A primeira utilização de Murch do estéreo no cinema seria para o filme de 1979 Apocalypse Now A guerra em ecrã panorâmico do drama vietnamita de referência de Coppola exigiu e beneficiou de um ataque de espetro total. Essa abordagem contrasta com o áudio de American Graffiti que é, tal como os arcaicos rádios AM de altifalante único dos anos 50, totalmente monofónico. Apocalypse Now valeu a Murch o seu primeiro Óscar, para Melhor Som.

Claro que sim, Apocalypse Now Numa conversa com o romancista Michael Ondaatje, Murch descreveu o treino de Martin Sheen, o protagonista do filme, para uma sequência de locução: "Pedi a Sheen para imaginar que o microfone era a cabeça de alguém na almofada ao seu lado e que ele estava a falar com ela com esse tipo de intimidade".

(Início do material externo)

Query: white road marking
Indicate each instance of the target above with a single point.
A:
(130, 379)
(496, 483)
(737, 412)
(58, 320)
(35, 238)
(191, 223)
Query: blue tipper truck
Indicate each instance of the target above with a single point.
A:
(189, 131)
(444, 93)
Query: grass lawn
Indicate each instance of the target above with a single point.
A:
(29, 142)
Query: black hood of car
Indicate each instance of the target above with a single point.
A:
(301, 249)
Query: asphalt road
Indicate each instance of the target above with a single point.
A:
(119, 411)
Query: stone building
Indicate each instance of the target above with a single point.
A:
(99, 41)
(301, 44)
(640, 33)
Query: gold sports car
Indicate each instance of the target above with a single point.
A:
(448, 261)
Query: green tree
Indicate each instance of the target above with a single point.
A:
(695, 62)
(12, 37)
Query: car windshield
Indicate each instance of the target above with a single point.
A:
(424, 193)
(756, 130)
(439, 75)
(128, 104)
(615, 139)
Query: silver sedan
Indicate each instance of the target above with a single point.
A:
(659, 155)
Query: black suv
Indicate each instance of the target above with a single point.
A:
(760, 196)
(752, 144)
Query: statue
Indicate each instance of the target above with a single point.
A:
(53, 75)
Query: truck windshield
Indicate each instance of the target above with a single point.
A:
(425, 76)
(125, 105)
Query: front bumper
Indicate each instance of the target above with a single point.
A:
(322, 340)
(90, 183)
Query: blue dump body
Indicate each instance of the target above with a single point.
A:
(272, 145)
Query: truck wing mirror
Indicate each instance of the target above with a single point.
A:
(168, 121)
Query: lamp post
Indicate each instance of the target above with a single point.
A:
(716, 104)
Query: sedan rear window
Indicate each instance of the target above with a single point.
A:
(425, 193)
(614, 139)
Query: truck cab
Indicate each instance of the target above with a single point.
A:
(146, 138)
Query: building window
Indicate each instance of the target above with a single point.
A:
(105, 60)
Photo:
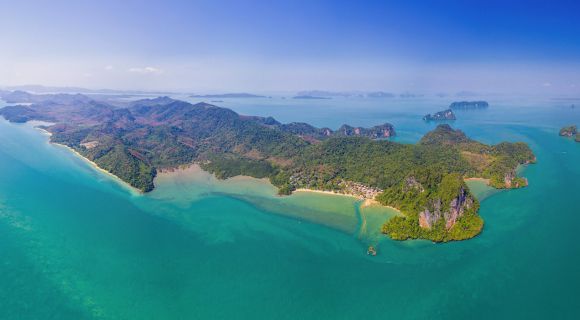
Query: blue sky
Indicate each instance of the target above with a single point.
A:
(430, 46)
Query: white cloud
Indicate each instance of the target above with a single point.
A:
(146, 70)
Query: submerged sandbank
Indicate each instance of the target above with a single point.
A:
(347, 213)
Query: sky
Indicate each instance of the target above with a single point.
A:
(269, 46)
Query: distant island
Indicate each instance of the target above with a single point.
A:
(440, 116)
(310, 97)
(469, 105)
(425, 181)
(571, 132)
(228, 95)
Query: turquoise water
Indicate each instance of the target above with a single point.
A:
(75, 244)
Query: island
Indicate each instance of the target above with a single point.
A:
(228, 95)
(308, 97)
(570, 131)
(440, 116)
(424, 181)
(469, 105)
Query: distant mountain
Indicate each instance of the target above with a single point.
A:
(323, 93)
(228, 95)
(440, 116)
(380, 94)
(466, 94)
(410, 95)
(346, 94)
(34, 88)
(469, 105)
(306, 97)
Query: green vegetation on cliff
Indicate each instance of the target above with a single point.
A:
(570, 131)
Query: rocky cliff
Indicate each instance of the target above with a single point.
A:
(450, 212)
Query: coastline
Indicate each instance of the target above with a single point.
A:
(99, 169)
(486, 181)
(365, 202)
(36, 124)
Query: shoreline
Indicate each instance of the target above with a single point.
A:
(99, 169)
(36, 125)
(486, 181)
(365, 201)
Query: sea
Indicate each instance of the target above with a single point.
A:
(78, 244)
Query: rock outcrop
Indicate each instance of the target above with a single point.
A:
(440, 116)
(455, 209)
(469, 105)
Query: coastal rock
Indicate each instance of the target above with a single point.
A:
(569, 131)
(457, 207)
(440, 116)
(469, 105)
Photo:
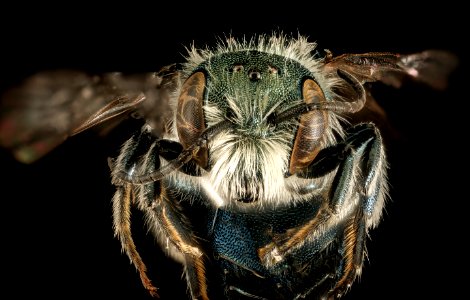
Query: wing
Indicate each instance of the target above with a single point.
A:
(49, 107)
(432, 68)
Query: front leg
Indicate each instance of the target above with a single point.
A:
(355, 199)
(161, 208)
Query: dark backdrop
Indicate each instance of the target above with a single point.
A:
(57, 238)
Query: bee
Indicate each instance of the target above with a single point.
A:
(256, 167)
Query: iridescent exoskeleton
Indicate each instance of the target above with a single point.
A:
(250, 169)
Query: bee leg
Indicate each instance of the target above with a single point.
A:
(359, 157)
(122, 229)
(125, 196)
(368, 191)
(182, 243)
(162, 211)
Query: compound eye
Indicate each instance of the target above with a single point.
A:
(238, 68)
(273, 70)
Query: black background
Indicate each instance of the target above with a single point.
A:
(57, 238)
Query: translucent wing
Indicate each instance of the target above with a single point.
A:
(50, 106)
(431, 67)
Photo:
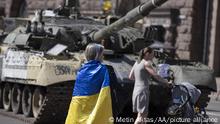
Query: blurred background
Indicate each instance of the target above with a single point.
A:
(190, 25)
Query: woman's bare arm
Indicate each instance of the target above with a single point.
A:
(131, 75)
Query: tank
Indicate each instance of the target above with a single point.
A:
(39, 64)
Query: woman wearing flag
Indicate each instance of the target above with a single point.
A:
(141, 73)
(91, 101)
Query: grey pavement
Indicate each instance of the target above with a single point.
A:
(213, 109)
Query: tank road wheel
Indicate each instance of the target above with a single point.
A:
(37, 101)
(204, 98)
(27, 101)
(16, 99)
(7, 97)
(1, 102)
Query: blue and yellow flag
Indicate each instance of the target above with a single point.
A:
(91, 102)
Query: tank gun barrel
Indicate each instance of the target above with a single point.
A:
(129, 19)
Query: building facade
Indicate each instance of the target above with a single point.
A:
(196, 33)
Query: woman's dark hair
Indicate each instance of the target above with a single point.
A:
(143, 52)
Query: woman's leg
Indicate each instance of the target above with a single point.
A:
(141, 118)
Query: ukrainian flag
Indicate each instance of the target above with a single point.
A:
(91, 102)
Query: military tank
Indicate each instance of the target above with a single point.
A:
(39, 64)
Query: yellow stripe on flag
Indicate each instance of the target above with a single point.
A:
(95, 109)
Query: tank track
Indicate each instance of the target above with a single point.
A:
(54, 108)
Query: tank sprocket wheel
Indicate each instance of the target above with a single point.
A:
(204, 98)
(7, 97)
(27, 101)
(16, 98)
(37, 101)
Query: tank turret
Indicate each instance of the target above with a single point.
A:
(39, 63)
(130, 18)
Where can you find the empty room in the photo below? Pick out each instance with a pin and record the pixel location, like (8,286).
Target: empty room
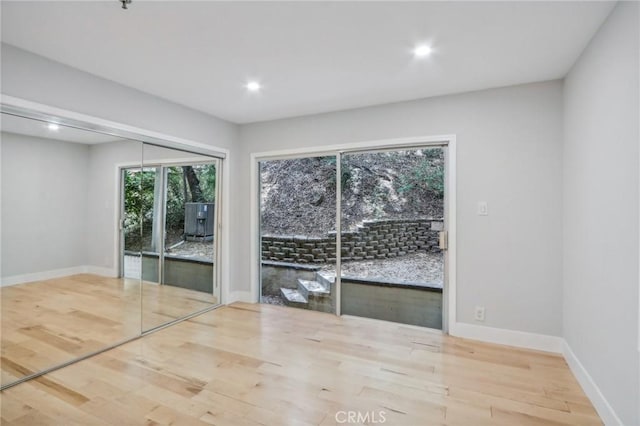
(320,213)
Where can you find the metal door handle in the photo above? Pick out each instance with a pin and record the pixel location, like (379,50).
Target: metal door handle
(443,240)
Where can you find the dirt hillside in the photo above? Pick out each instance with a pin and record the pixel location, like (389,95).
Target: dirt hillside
(298,197)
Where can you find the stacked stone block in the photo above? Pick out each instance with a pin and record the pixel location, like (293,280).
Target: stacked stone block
(381,239)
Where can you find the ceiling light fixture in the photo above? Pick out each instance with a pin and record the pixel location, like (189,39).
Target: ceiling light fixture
(253,86)
(422,51)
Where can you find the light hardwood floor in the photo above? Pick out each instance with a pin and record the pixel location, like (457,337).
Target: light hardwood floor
(269,365)
(47,323)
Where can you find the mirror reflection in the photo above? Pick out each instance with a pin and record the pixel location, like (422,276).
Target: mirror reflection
(62,294)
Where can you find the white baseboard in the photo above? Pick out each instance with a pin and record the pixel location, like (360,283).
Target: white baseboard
(56,273)
(239,296)
(520,339)
(589,386)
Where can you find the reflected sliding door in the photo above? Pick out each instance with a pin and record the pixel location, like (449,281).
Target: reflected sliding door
(180,234)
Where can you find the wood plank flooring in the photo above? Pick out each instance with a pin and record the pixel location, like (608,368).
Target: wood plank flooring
(250,364)
(47,323)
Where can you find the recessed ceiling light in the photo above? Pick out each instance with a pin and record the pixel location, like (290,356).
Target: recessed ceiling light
(253,86)
(422,51)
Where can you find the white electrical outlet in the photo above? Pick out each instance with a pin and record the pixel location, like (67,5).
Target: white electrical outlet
(483,208)
(479,315)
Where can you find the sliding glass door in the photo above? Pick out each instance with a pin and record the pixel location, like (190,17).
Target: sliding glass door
(298,232)
(179,234)
(389,260)
(392,214)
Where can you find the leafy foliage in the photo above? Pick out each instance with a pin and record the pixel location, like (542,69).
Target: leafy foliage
(426,175)
(139,188)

O poder estereofónico de mapear diferentes sons para áreas específicas de uma sala de cinema, no entanto, não simplificou inerentemente o processo de situar os ouvintes num espaço tridimensional imaginado. "É preciso ter muito cuidado com os sons que se colocam atrás do público", disse Murch mais tarde ao professor Michael Jarrett, da Penn State, York. "Podem desviar a atenção do ecrã.lista de coisas a fazer e a não fazer: sons que eram permitidos na parte de trás e sons que não eram permitidos na parte de trás. Os sons que têm uma grande definição eram mantidos na parte da frente".

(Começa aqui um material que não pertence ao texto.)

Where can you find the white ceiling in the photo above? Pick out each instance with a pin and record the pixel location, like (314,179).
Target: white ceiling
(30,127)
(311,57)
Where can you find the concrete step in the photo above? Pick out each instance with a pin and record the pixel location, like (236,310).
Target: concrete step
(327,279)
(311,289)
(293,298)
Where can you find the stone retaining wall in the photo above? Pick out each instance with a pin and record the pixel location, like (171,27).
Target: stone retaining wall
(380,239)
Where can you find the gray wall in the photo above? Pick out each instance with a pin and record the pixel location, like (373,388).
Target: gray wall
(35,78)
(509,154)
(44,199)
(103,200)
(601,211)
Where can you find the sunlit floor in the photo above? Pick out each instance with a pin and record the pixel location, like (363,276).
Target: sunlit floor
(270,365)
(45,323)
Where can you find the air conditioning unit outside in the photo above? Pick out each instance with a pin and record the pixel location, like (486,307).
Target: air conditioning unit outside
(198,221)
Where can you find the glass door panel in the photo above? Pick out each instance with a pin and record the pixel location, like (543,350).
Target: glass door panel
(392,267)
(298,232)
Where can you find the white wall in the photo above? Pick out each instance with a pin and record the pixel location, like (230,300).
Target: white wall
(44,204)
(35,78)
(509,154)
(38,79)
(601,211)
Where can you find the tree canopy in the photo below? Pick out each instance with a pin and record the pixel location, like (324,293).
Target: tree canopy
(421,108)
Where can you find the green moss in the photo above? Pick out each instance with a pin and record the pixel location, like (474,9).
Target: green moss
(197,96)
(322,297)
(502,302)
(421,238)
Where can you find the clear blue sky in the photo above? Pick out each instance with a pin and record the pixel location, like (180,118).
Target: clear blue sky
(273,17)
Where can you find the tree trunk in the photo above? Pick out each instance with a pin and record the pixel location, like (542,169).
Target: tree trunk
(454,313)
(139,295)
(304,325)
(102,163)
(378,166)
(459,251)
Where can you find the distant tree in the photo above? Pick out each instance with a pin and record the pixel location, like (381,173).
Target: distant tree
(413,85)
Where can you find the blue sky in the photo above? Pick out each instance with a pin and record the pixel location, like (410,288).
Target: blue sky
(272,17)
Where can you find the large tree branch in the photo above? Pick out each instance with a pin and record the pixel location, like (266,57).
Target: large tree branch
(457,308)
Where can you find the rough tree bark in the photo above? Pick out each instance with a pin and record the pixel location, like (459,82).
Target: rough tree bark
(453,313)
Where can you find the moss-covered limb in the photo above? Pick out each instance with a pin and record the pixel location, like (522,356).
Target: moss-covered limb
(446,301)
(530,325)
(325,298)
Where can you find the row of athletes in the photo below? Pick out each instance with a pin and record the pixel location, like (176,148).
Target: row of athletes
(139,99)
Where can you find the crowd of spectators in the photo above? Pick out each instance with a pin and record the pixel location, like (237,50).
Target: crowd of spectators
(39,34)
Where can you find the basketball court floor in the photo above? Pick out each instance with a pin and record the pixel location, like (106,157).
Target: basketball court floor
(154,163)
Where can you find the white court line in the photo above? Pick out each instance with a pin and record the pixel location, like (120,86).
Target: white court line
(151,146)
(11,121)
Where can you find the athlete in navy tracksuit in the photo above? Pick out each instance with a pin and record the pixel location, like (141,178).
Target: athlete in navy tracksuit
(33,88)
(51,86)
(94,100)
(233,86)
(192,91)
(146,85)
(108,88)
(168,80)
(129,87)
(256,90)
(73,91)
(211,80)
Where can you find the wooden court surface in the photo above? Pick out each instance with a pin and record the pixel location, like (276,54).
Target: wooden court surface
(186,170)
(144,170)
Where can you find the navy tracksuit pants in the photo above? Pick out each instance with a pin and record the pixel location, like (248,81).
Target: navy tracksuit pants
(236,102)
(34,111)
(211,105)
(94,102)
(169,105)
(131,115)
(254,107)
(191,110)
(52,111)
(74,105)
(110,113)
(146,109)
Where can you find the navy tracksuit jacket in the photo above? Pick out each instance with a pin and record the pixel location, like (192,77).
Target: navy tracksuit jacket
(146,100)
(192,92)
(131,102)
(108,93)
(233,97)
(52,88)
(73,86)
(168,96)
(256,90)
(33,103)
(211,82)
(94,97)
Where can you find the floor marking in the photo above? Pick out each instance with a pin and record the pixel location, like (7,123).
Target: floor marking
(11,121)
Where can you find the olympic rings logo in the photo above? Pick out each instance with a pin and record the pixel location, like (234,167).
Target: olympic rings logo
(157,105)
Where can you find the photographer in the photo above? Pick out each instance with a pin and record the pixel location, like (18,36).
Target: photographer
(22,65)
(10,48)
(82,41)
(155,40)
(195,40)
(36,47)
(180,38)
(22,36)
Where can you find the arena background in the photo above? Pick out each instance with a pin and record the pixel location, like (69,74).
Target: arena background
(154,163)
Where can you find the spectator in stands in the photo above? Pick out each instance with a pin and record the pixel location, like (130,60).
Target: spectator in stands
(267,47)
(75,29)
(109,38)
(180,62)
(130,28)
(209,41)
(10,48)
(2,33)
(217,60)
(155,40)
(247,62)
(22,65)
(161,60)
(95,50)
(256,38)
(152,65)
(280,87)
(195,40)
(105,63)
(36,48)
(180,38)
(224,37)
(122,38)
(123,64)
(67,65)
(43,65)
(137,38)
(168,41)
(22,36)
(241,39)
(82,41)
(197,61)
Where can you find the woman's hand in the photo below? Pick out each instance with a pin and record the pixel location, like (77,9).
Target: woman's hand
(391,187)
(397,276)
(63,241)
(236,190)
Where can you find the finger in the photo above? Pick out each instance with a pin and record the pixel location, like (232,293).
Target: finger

Murch também explicou a Jarrett, na mesma discussão, como a mundialização era central para American Graffiti "A ideia era que todos os carros de adolescentes da cidade estivessem ligados à mesma estação e, portanto, onde quer que se fosse na cidade, ouvia-se este som a ecoar nos edifícios e a passar nos carros." Ou seja, a noção de usar o som para representar o espaço tridimensional já estava na mente de Murch durante essa produção monofónica.enquanto esperava que a tecnologia recuperasse o atraso.